Quando a soltaram, ela virou-se para Hamish.

— Estas são minhas irmãs, Kylia e Gwenellen.

O menino pôde apenas encarar as duas jovens que, embora igualmente bonitas, pareciam bem diferentes de Allegra. Kylia tinha os cabelos negros como o ébano, presos numa grossa trança que lhe passava da cintura fina, e, num incrível contraste, olhos da cor do mel, emoldurados por cílios escuros e espessos. Gwenellen era de compleição pequena e loira, com sedosas mechas douradas que chegavam quase até o chão. Os olhos de intenso azul brilhavam em seu rosto delicado, de ar jovial.

— Não há tempo a perder — disse-lhes Nola. — Para salvarmos a vida desse homem, temos de reunir nossas foras e partilhá-las com ele.

— É o que você deseja, Allegra? — perguntou Kylia.

— Sim. Mais do que tudo no mundo.

Kylia e Gwenellen trocaram um olhar rápido e surpreso antes que a mãe dissesse numa voz gentil.

— Allegra perdeu seu coração para este homem.

— Você o... ama? — Gwenellen parecia nao conseguir assimilar o fato.

— Sim. — A voz de Allegra não passou de um sussurro.

— Então, devemos ajudar. — Kylia pegou rapidamente a mão de cada irmã.

— Venha, Hamish — chamou Nola. — Pois o amor que você partilha com seu pai será o dom mais forte de todos.

Pegando-lhe a mão, ela fez o menino integrar o círculo. As mulheres fecharam os olhos e começaram a cantar numa língua antiga. Hamish observou-as por um momento antes de fechar os própios olhos. O canto pareceu estranhamente familiar. Reconheceu as palavras como aquelas que ouvira quando estivera em seu sono profundo. Então, juntou-se a elas, acrescentando sua voz ao coro.

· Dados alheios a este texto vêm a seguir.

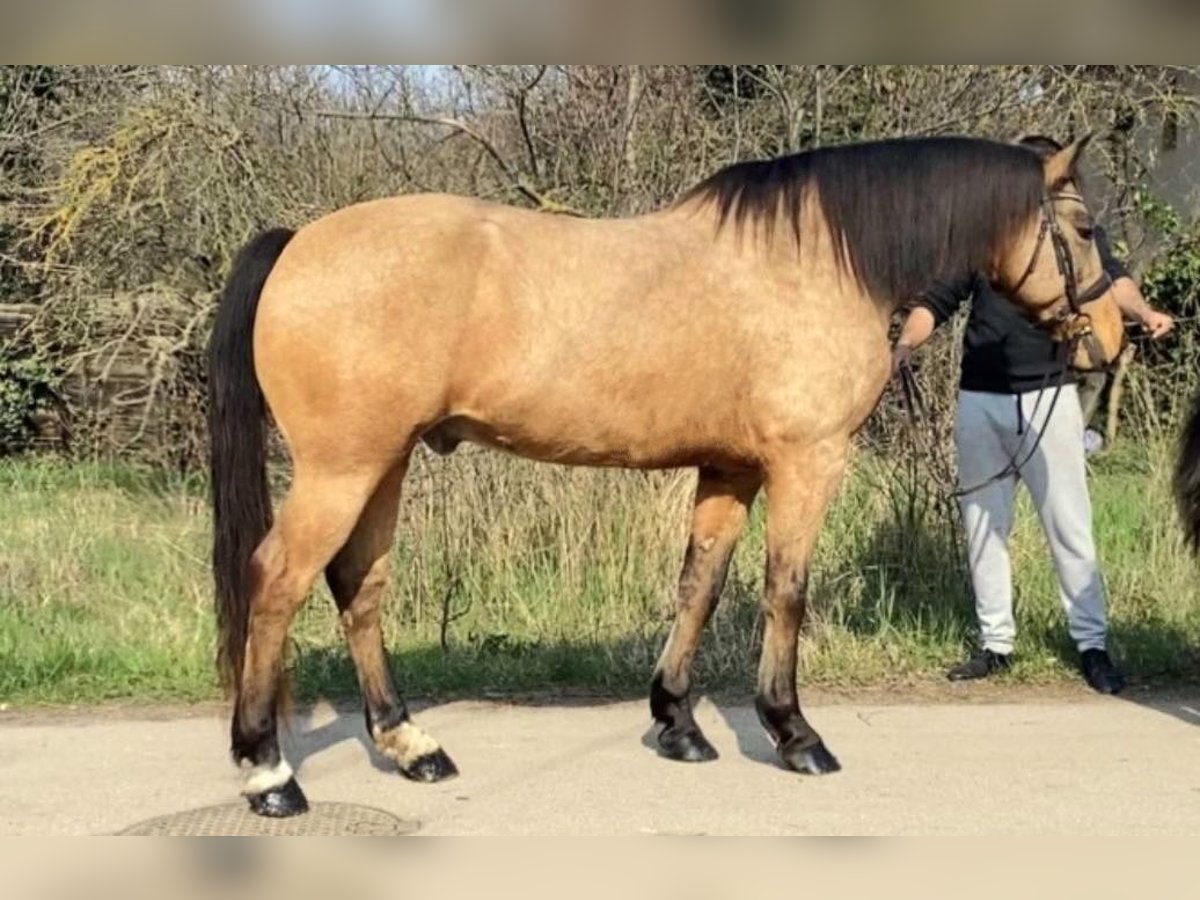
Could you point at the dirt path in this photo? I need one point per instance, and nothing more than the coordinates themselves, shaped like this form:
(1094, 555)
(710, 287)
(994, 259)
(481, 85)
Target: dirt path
(1062, 762)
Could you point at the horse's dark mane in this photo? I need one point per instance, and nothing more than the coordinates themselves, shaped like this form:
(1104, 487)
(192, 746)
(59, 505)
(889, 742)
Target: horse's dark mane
(904, 211)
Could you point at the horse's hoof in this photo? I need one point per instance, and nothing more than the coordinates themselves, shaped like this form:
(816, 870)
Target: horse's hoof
(279, 802)
(431, 768)
(687, 747)
(815, 760)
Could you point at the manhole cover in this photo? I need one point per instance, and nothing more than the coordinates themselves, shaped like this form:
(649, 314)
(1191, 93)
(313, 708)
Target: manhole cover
(323, 820)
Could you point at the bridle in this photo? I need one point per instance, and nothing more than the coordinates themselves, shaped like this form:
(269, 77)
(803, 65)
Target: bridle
(1074, 321)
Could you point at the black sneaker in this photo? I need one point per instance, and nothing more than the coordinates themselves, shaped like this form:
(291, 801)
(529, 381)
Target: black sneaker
(981, 665)
(1101, 673)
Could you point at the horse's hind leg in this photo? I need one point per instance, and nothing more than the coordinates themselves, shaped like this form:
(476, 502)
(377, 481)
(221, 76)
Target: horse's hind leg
(723, 502)
(799, 486)
(313, 522)
(357, 577)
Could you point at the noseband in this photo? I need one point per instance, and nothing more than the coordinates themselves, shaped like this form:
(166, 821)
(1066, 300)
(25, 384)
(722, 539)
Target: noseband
(1075, 322)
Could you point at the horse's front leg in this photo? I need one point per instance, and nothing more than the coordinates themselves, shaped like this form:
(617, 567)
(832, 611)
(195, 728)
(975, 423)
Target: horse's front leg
(723, 503)
(799, 485)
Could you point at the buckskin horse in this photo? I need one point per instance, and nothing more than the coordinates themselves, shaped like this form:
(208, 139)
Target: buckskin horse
(741, 330)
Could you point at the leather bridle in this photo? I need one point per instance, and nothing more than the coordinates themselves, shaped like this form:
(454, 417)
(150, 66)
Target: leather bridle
(1072, 318)
(1077, 327)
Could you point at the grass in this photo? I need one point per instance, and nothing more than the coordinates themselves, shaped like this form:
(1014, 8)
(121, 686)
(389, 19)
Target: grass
(514, 577)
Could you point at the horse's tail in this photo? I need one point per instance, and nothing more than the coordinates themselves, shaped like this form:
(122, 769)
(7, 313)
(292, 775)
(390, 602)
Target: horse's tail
(1187, 477)
(241, 503)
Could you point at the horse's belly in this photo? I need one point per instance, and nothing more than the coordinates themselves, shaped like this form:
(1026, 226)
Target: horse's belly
(591, 444)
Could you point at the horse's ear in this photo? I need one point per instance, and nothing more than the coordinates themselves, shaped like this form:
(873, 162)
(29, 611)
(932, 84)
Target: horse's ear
(1062, 167)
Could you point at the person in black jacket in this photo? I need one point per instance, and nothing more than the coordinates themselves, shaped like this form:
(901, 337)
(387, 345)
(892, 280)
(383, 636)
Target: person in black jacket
(1006, 391)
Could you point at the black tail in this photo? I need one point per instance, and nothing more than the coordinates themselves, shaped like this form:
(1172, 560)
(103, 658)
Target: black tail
(241, 503)
(1187, 477)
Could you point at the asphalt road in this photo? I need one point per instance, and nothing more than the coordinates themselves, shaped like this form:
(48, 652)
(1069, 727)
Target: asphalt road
(1068, 765)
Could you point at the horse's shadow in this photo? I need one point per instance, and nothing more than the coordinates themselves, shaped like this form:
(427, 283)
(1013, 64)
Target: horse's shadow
(303, 738)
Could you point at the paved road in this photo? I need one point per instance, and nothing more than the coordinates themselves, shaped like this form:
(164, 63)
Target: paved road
(1071, 765)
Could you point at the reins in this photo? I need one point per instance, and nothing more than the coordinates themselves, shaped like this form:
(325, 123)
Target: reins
(916, 409)
(1081, 335)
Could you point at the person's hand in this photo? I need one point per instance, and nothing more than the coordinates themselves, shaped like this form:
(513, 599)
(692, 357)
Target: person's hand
(1157, 324)
(900, 355)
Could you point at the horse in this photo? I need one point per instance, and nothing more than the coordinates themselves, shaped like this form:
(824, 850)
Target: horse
(741, 330)
(1186, 477)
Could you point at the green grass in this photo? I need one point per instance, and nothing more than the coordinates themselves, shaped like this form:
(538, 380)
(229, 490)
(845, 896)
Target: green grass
(549, 579)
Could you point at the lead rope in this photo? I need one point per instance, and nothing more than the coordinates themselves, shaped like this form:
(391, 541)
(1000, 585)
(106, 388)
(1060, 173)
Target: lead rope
(916, 408)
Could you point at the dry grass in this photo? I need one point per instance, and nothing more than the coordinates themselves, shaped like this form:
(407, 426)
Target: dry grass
(511, 577)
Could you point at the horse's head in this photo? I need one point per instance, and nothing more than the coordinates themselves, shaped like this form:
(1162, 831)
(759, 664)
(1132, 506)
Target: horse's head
(1054, 270)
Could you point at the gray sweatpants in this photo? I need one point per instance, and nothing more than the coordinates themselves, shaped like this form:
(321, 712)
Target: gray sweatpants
(989, 429)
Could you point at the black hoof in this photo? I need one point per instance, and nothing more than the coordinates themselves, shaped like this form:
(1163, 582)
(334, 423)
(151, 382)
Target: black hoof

O tempo pareceu cessar. Eles poderiam ter estado ali por horas, ou durante meros minutos, enquanto pelo dia avançou o crepúsculo, passou da meia-noite e, enfim, a luz do amanhecer penetrou pelas nuvens. Os pássaros despertaram e cantaram, juntando suas vozes ao coro. E, então, tornou-se tarde outra vez, com o céu de um azul intenso e sem nuvens.

De repente o canto cessou e aqueles no círculo abriram os olhos, sentindo-se extremamente fatigados. Enquanto os demais se reuniam em torno de Merrick, Allegra ajoelhou-se ao lado dele e tocou-lhe as têmporas de leve com a ponta dos dedos.

Observando-o fixamente, disse:

— Todos os seus ferimentos estão curados agora, meu amor. Acorde volte para nós.

Hamish ajoelhou-se ao lado dela, notando o ligeiro movimento por detrás das pálpebras fechadas do pai. Quando seus olhos se abriram, o primeiro lampejo de vida que Merrick viu foi o da mulher que o fitava. Havia lágrimas nos olhos verdes dela, embora seus lábios se curvassem num doce sorriso. Então, olhou para o menino logo ao lado. Um menino tão bonito, com cabelos loiros e serenos olhos azuis, cuja a imagem fora gravada para sempre em seu coração.

— Allegra. Hamish. — Sua garganta estava seca, a voz rouca, como se tivesse falado por uma centena de anos. — Pensei que eu havia morrido. — Levou a mão ao peito, mas não havia ferimento, nem mesmo vestígio sequer de dor. — Meu ombro... — Ali também tateou a pele à procura do corte largo e profundo, mas desaparecera.

Lentamente, compreendeu o que acontecera. E, então, abriu um sorriso enquanto tocava a face de Allegra com ternura.

— Minha maravilhosa e linda curandeira. Isto foi graças a você.

Ela sacudiu a cabeça.

— Foi necessário o poder de toda a minha família, reunindo ao de Hamish.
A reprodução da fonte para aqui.